Ooh, ik heb net door dat ik het automatisch naar "in" ipv "with" heb veranderd, en dat klinkt inderdaad beter. The magic of overnight proofreading!

Ik ben het wel eens over "on" the research met HKK, dankuwel!

Elise


----------



## jippie

cholandesa said:


> Hi all,
> 
> Any opinions on how best to translate "in internationale samenwerking" to English in the following phrase?
> 
> _Tijdens dit ontbijt gaf Codeni een uiteenzetting en toonde een video over het onderzoek dat zij deden in internationale samenwerking, naar seksuele commerciële exploitatie van kinderen en pubers._


Ik zou zeggen:
*During this breakfast Codeni delivered a presentation and showed a video about their research done on international collaboration in commercial sexual exploitation of children and adolescents. *


Maar ik begrijp de Nederlandse zin niet helemaal. Bedoelen ze dat het onderzoek is verricht in internationaal verband, of is er onderzoek gedaan naar internationale samenwerkingsverbanden van sexuele exploitatie? In het tweede geval moet je de voorzetsels 'on' en 'in' omkeren, dus:

'done in international collaboration on commercial... etc.'

Om een antwoord te even op de oorspronkelijke vraag: 'international collaboration' klinkt goed in dit verband.


----------



## cholandesa

Grappig,

Ik zat zelf ook met ¨their¨ and ¨sexual¨ ipv ¨sex-¨ te spelen, origineel had ik het precies zoals jij nu voorstelt. 
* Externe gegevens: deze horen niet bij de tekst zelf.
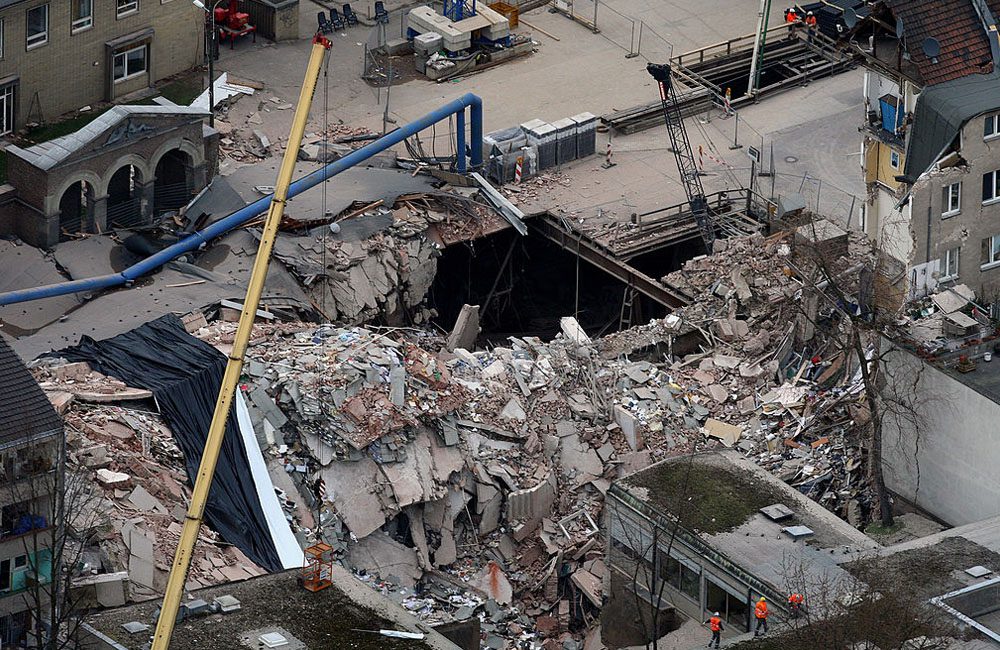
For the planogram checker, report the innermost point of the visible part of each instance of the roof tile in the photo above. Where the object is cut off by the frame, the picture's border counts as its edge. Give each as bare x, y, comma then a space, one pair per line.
25, 412
965, 48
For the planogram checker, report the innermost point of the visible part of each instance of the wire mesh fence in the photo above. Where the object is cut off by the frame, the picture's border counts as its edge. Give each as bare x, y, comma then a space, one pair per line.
635, 37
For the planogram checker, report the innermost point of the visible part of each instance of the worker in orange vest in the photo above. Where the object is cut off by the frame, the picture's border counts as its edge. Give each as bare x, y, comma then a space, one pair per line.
760, 611
792, 18
810, 25
795, 601
715, 624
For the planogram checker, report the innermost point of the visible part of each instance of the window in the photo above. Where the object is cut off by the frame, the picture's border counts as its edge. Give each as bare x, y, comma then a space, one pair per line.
949, 267
6, 109
951, 199
38, 26
130, 63
991, 127
990, 252
682, 575
83, 15
126, 7
735, 610
991, 190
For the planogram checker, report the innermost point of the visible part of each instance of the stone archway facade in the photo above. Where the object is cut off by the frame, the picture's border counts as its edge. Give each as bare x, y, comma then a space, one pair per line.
139, 136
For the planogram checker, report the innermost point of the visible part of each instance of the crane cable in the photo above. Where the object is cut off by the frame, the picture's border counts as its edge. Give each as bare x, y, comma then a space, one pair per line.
326, 142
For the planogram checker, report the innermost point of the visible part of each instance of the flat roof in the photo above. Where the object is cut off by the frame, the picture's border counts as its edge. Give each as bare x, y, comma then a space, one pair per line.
719, 495
324, 619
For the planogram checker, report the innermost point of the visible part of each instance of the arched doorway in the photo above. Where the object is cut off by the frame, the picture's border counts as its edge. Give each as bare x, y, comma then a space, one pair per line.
173, 185
76, 209
124, 198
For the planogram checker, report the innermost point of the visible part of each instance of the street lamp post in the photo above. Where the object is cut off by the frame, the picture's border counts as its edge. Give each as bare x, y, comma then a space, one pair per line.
211, 57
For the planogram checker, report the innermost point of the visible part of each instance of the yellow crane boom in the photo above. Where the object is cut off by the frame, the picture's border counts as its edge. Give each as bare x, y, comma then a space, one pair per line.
234, 367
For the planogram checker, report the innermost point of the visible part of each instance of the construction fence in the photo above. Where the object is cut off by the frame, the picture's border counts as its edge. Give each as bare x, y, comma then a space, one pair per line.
634, 36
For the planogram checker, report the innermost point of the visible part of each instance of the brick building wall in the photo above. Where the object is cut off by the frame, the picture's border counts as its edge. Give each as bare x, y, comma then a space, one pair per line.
73, 68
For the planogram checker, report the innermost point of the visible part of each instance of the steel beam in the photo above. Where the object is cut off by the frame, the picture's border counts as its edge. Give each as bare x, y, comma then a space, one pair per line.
555, 231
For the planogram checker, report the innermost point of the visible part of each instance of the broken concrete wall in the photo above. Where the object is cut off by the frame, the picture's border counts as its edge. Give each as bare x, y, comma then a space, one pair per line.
944, 459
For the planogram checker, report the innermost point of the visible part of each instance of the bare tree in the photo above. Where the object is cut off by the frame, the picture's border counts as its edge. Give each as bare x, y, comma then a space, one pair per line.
861, 293
642, 549
842, 610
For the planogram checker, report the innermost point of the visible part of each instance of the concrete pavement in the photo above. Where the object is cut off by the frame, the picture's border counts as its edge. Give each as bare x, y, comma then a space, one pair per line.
813, 129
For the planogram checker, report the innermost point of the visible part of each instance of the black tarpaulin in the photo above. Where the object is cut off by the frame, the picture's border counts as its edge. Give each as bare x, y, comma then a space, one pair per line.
184, 375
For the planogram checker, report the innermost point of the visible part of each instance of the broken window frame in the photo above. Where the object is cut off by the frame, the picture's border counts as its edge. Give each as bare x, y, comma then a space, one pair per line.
126, 8
951, 258
124, 54
683, 575
990, 252
82, 16
951, 199
39, 37
991, 127
8, 96
990, 184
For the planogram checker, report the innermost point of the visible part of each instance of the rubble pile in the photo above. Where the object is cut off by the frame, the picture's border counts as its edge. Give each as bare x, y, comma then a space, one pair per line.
485, 470
138, 491
532, 189
388, 272
773, 379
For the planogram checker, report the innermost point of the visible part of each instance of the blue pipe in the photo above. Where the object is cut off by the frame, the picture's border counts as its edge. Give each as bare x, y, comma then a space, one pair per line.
460, 141
246, 213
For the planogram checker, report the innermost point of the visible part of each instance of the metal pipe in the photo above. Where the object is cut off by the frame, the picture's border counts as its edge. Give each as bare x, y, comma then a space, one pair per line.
460, 141
174, 591
477, 132
245, 214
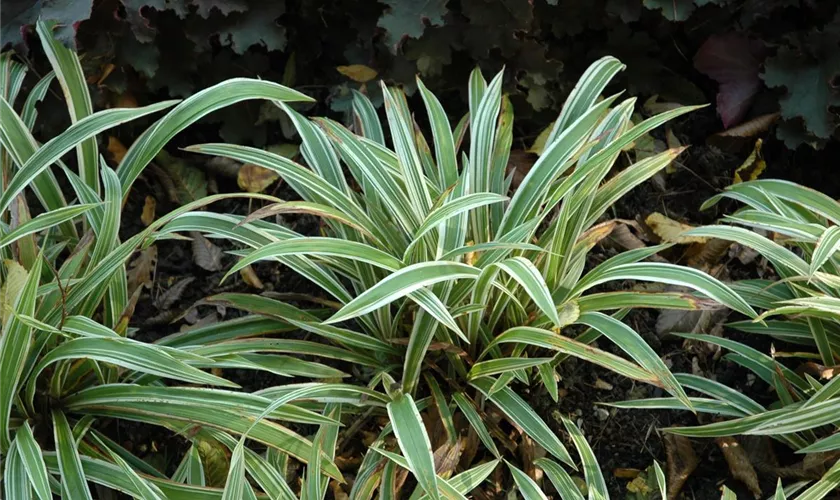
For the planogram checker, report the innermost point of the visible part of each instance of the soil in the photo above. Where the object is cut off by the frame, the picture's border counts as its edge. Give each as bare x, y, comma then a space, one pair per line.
622, 439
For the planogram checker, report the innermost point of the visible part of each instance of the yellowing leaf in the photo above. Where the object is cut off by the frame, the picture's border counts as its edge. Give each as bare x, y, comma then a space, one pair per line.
148, 215
255, 179
216, 461
16, 276
250, 277
672, 142
752, 167
670, 230
539, 143
207, 255
358, 72
116, 150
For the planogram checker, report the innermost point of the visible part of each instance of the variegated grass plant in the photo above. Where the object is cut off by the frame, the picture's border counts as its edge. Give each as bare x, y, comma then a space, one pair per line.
796, 230
67, 365
450, 289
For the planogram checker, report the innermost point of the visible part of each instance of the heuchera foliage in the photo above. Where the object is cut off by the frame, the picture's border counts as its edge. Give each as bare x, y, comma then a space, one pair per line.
783, 49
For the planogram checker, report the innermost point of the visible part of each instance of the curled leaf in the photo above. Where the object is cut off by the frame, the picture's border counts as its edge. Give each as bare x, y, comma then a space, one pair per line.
148, 215
681, 462
670, 230
205, 254
752, 167
358, 72
739, 463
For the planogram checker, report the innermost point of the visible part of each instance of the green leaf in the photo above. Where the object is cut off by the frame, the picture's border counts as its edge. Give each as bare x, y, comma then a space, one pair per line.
408, 20
634, 345
591, 470
33, 461
402, 283
333, 247
221, 95
524, 417
14, 349
16, 485
190, 470
670, 274
560, 479
550, 340
44, 221
809, 93
672, 10
827, 246
68, 69
527, 487
128, 354
504, 365
87, 127
29, 113
472, 416
236, 483
414, 442
73, 479
147, 489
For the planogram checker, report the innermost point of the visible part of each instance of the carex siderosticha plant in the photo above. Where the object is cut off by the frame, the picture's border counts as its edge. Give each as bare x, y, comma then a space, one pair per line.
450, 289
796, 229
69, 367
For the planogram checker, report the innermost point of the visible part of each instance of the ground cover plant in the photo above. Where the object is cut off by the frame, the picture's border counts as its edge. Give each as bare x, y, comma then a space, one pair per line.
448, 294
453, 296
795, 229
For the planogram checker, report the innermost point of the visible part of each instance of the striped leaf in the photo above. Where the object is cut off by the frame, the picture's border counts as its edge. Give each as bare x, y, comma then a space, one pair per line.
73, 480
414, 442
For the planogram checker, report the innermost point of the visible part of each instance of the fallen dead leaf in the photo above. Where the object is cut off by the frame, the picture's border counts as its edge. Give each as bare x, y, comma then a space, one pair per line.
752, 167
681, 462
358, 72
670, 230
653, 106
739, 463
625, 473
539, 143
250, 277
751, 128
141, 269
205, 254
672, 142
125, 100
603, 385
446, 458
116, 150
107, 69
255, 179
168, 298
148, 215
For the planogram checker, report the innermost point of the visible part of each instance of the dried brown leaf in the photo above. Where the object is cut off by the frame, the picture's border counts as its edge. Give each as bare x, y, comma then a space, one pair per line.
216, 461
681, 462
141, 269
358, 72
148, 215
751, 128
739, 463
670, 230
625, 473
168, 298
116, 150
205, 254
752, 167
250, 277
255, 179
446, 458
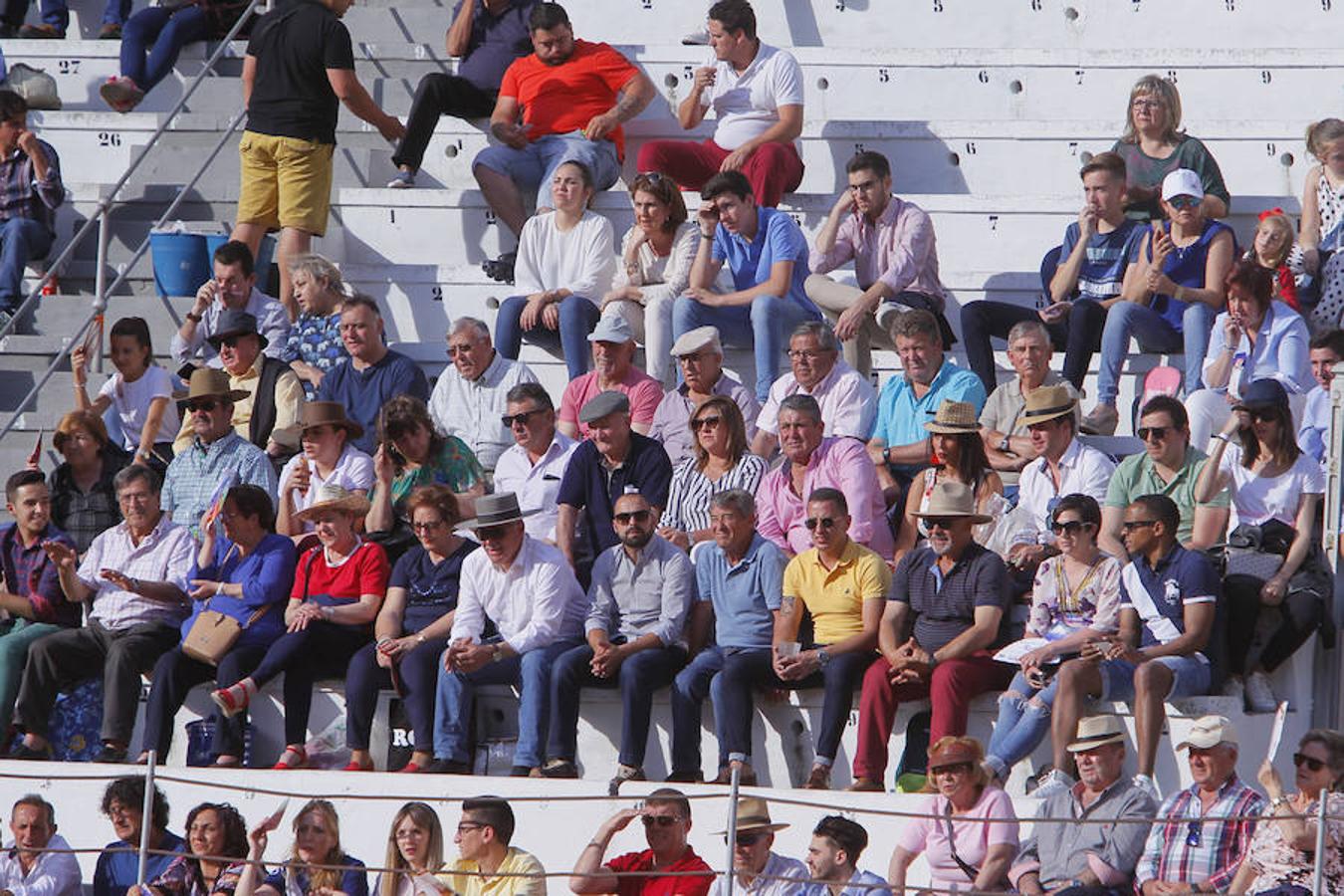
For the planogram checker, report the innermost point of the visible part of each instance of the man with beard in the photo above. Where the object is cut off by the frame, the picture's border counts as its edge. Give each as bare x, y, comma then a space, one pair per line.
566, 101
944, 618
636, 638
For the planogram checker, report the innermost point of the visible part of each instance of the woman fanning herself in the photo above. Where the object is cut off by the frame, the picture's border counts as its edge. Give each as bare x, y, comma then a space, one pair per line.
316, 842
337, 590
1075, 598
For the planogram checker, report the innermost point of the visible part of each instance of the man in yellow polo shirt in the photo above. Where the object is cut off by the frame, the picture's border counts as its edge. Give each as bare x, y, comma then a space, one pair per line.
843, 585
487, 865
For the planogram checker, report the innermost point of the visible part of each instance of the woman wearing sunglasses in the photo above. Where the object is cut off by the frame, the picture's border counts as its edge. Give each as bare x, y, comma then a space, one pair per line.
1281, 857
410, 630
1255, 337
722, 461
955, 438
1075, 599
1275, 493
1171, 295
963, 849
656, 256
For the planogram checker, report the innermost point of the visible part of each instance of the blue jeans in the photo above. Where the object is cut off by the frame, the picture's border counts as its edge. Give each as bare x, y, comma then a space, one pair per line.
1023, 723
1155, 334
578, 318
22, 239
638, 677
764, 326
530, 673
152, 39
692, 684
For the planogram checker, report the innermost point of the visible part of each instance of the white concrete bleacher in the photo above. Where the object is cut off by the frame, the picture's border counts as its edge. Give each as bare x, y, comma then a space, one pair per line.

Ze hebben het onderzoek in internationale samenwerking gedaan, en het gaat over etc etc, dus inderdaad in and on omdraaien.

Delivered klinkt ook beter, heel erg bedankt!

Elise


----------



## Jeedade

jippie said:


> Ik zou zeggen:
> *During this breakfast Codeni delivered a presentation and showed a video about their research done on international collaboration in commercial sexual exploitation of children and adolescents. *
> 
> 
> Maar ik begrijp de Nederlandse zin niet helemaal. Bedoelen ze dat het onderzoek is verricht in internationaal verband, of is er onderzoek gedaan naar internationale samenwerkingsverbanden van sexuele exploitatie? In het tweede geval moet je de voorzetsels 'on' en 'in' omkeren, dus:
> 
> 'done in international collaboration on commercial... etc.'


Volgens mij moet je juist in het eerste geval de voorzetsels 'on' en 'in' omkeren, en is dit inderdaad wat bedoeld wordt met de Nederlandse zin. De vertaling zou dus moeten luiden:
*During this breakfast Codeni delivered a presentation and showed a video about their research done in international collaboration on commercial sexual exploitation of children and adolescents.*


----------



## elroy

Jeedade said:


> *During this breakfast, Codeni delivered gave a presentation and showed a video about their research, done in international collaboration conducted with international cooperation, on commercial sexual exploitation of children and adolescents.*


 Nederlands "gaf" - Engels "gave."  Sometimes the literal translation is the best one! 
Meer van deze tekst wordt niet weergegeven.